Loi sur le chômage : 184.000 bulletins de vote transformés en lettres de licenciement

Bouchaib El Bazi

Ah, la démocratie ! Ce doux système dans lequel nous votons – pleins d’espoir et parfois d’illusions – pour des représentants censés défendre nos droits, alléger nos misères et, osons rêver, améliorer nos conditions de vie. Mais parfois, souvent même, on se demande si ce n’est pas nous, les électeurs, qui avons donné à des scénaristes en mal d’inspiration l’idée d’un remake institutionnel intitulé , « Le chômage, c’est fini (pour vous) ! »

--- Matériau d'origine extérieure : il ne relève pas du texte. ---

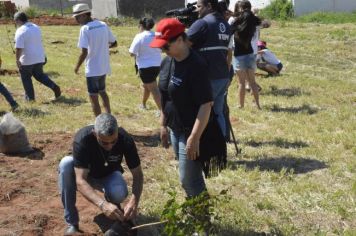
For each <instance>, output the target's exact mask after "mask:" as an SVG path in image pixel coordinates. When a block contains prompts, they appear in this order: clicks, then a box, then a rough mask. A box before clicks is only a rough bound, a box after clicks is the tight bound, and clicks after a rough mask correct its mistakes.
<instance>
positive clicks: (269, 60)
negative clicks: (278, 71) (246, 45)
mask: <svg viewBox="0 0 356 236" xmlns="http://www.w3.org/2000/svg"><path fill="white" fill-rule="evenodd" d="M261 51H262V52H263V54H262V55H261V58H262V59H263V60H264V61H265V62H267V63H269V64H273V65H278V64H279V63H281V61H280V60H278V58H277V57H276V55H274V53H273V52H271V51H270V50H268V49H263V50H261Z"/></svg>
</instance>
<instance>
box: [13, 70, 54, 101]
mask: <svg viewBox="0 0 356 236" xmlns="http://www.w3.org/2000/svg"><path fill="white" fill-rule="evenodd" d="M20 76H21V80H22V85H23V88H24V90H25V98H26V100H27V101H30V100H35V91H34V89H33V84H32V79H31V77H32V76H33V77H35V79H36V80H37V81H38V82H40V83H41V84H43V85H45V86H47V87H48V88H50V89H52V90H53V89H54V87H55V86H57V85H56V84H55V83H54V82H53V81H52V80H51V79H50V78H48V76H47V75H46V74H45V73H43V63H37V64H33V65H26V66H21V67H20Z"/></svg>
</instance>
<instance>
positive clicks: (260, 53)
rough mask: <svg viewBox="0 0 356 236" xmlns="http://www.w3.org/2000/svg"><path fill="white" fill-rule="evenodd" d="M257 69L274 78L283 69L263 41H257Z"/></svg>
mask: <svg viewBox="0 0 356 236" xmlns="http://www.w3.org/2000/svg"><path fill="white" fill-rule="evenodd" d="M257 46H258V56H257V68H258V69H260V70H263V71H266V72H268V75H271V76H276V75H279V72H280V71H281V70H282V68H283V64H282V63H281V61H280V60H279V59H278V58H277V57H276V55H274V53H273V52H271V51H270V50H269V49H268V48H267V47H266V46H267V44H266V42H265V41H258V43H257Z"/></svg>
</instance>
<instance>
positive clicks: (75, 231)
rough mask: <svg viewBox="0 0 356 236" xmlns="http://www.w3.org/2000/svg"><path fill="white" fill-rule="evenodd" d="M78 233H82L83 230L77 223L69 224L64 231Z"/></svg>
mask: <svg viewBox="0 0 356 236" xmlns="http://www.w3.org/2000/svg"><path fill="white" fill-rule="evenodd" d="M80 233H83V231H81V230H80V229H79V226H78V225H69V226H68V228H67V229H66V230H65V231H64V235H75V234H80Z"/></svg>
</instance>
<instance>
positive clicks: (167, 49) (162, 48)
mask: <svg viewBox="0 0 356 236" xmlns="http://www.w3.org/2000/svg"><path fill="white" fill-rule="evenodd" d="M179 36H180V35H178V36H176V37H173V38H171V39H170V40H168V42H167V43H166V44H165V45H163V46H162V47H161V50H162V51H169V48H170V47H171V44H172V43H174V42H175V41H177V39H178V38H179Z"/></svg>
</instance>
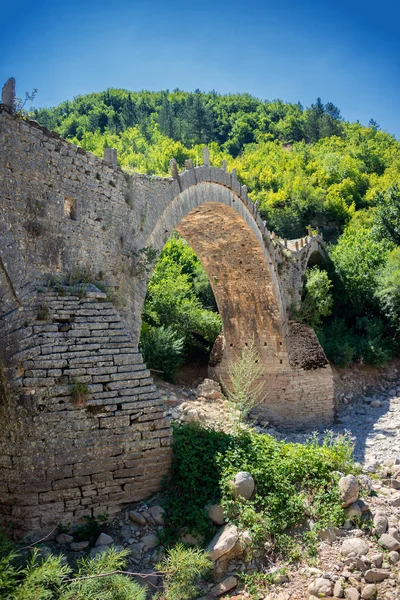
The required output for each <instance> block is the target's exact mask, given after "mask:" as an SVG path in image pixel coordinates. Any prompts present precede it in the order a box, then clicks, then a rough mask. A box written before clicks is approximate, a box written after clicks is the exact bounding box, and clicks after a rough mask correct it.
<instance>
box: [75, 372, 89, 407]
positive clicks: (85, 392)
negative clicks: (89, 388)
mask: <svg viewBox="0 0 400 600" xmlns="http://www.w3.org/2000/svg"><path fill="white" fill-rule="evenodd" d="M89 394H90V392H89V387H88V385H87V384H86V383H83V382H81V381H79V379H78V378H76V379H75V380H74V384H73V386H72V390H71V396H72V401H73V403H74V405H75V406H76V407H81V406H85V404H86V402H87V400H88V398H89Z"/></svg>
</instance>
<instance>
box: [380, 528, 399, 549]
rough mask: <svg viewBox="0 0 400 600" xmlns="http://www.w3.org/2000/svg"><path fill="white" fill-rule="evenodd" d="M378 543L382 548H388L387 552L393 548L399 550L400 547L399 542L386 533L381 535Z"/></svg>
mask: <svg viewBox="0 0 400 600" xmlns="http://www.w3.org/2000/svg"><path fill="white" fill-rule="evenodd" d="M378 544H379V545H380V546H382V548H385V550H389V552H392V551H393V550H399V548H400V542H399V541H398V540H396V539H395V538H394V537H392V536H391V535H388V534H387V533H384V534H383V535H381V537H380V538H379V540H378Z"/></svg>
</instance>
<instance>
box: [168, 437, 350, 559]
mask: <svg viewBox="0 0 400 600" xmlns="http://www.w3.org/2000/svg"><path fill="white" fill-rule="evenodd" d="M173 452H174V454H173V461H172V467H171V471H170V475H169V479H168V481H167V482H166V492H167V515H168V516H167V521H166V528H165V532H164V534H165V539H166V542H167V543H171V541H174V540H176V539H177V538H178V536H179V534H180V532H181V529H182V528H185V529H186V530H187V531H190V532H191V533H192V534H200V535H205V536H206V540H207V538H210V537H211V536H212V534H213V531H214V530H213V529H212V526H211V525H210V521H209V519H208V517H207V513H206V511H205V510H204V506H205V505H207V504H209V503H213V504H214V503H221V504H222V506H223V508H224V512H225V515H226V516H227V517H228V520H229V521H230V522H233V523H235V524H236V525H238V526H239V527H240V528H242V529H247V530H249V531H250V534H251V536H252V539H253V542H254V545H255V546H256V547H257V546H262V545H263V544H264V543H265V541H266V540H267V541H268V542H269V543H270V546H271V551H278V552H279V553H281V554H283V555H285V556H288V557H289V558H290V560H296V559H297V558H299V557H300V547H301V546H302V545H304V546H307V547H308V548H309V550H308V553H309V555H310V557H311V558H312V557H313V556H314V554H315V545H316V535H317V533H318V530H319V529H325V528H328V527H332V526H336V525H341V524H342V523H343V522H344V513H343V509H342V507H341V502H340V497H339V491H338V486H337V480H338V475H337V472H338V471H341V472H343V473H349V472H353V471H354V468H353V463H352V460H351V454H352V446H351V443H350V441H349V439H348V438H347V437H346V436H343V437H339V438H337V439H334V438H333V436H332V435H331V434H327V436H326V437H325V440H324V441H323V442H322V444H321V445H319V444H318V442H317V440H316V438H314V437H313V438H311V439H310V440H309V441H308V443H306V444H304V445H303V444H293V443H286V442H278V441H277V440H275V438H273V437H271V436H268V435H265V434H257V433H255V432H252V431H241V432H239V433H238V434H236V435H228V434H225V433H221V432H216V431H212V430H208V429H205V428H201V427H200V426H197V425H190V426H178V427H175V428H174V445H173ZM239 471H247V472H249V473H251V474H252V476H253V477H254V480H255V484H256V492H255V494H254V497H253V498H252V500H251V501H240V502H239V501H238V500H237V499H235V497H234V496H233V494H232V486H231V481H232V479H233V477H234V475H235V474H236V473H238V472H239ZM308 519H312V520H313V521H314V522H316V523H317V526H316V529H315V532H312V533H310V532H308V533H307V534H303V535H301V534H300V533H298V534H296V531H298V532H300V531H301V528H302V527H304V523H305V522H306V521H307V520H308ZM296 536H297V537H296Z"/></svg>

Après quinze heures de débats parlementaires — ou devrions-nous dire de gymnastique verbale — la réforme du chômage a été adoptée aux petites heures, dans un hémicycle presque aussi endormi que les espoirs des chômeurs concernés. À compter du 1er janvier 2026, plus de 180.000 personnes verront leur allocation disparaître progressivement. Parce qu’évidemment, rien ne dit “politique de l’emploi efficace” comme le retrait pur et simple du filet de sécurité sociale.

Mais soyons justes , nos élus ne sont pas totalement insensibles. Le ministre de l’Emploi, David Clarinval, promet que les CPAS (déjà sous tension) recevront des “montants conséquents”. Sans doute aussi conséquents que les incertitudes sur leur mise à disposition. Et pendant ce temps, un échange de données entre les institutions sera mis en place. Parce qu’au fond, dans un monde digitalisé, ce n’est pas un emploi qu’il vous faut, mais un bon algorithme pour annoncer que vous êtes au bout du rouleau.

Ce qui est fascinant, c’est ce petit détail que personne ne semble relever , tous ces parlementaires qui votent pour exclure les autres du chômage… ne connaîtront jamais ce sort eux-mêmes. Ils ont des indemnités, des avantages, parfois même des parachutes dorés. Et surtout , ils n’existent politiquement que parce que nous avons voté pour eux. Sans nos bulletins, bon nombre d’entre eux seraient eux-mêmes… eh bien, chômeurs. Ironie quand tu nous tiens.

Prenons Charleroi, par exemple. Cette ville abrite le plus grand nombre de “futurs exclus” dès le 1er janvier 2026 , 1.602 personnes. Un chiffre qui ferait presque penser que l’on cherche à battre un record Guinness de la précarisation.

Et comme si cela ne suffisait pas, on nous annonce un “droit au rebond”. Un droit – attention c’est nouveau – de démissionner une fois dans sa vie, et de toucher le chômage pendant six mois. Génial, non ? Quittez votre emploi toxique… pour plonger directement dans une réforme qui vous exclura du système un peu plus tard. C’est ce qu’on appelle du “rebond calculé”. Ou une mauvaise blague sociale.

Cerise sur le gâteau législatif , tout ce beau dispositif reste conditionné à l’adoption d’un arrêté royal et se heurte déjà à des conflits d’intérêts. Comprenez : personne n’est d’accord, mais tout le monde avance quand même, comme dans un mariage en fin de course.

Finalement, une question subsiste , si ceux que nous avons élus pour nous aider finissent par compliquer nos vies, ne devrions-nous pas, à notre tour, leur retirer “leur allocation” de confiance ? Ce serait un “droit au rebond citoyen”, à exercer dans l’isoloir.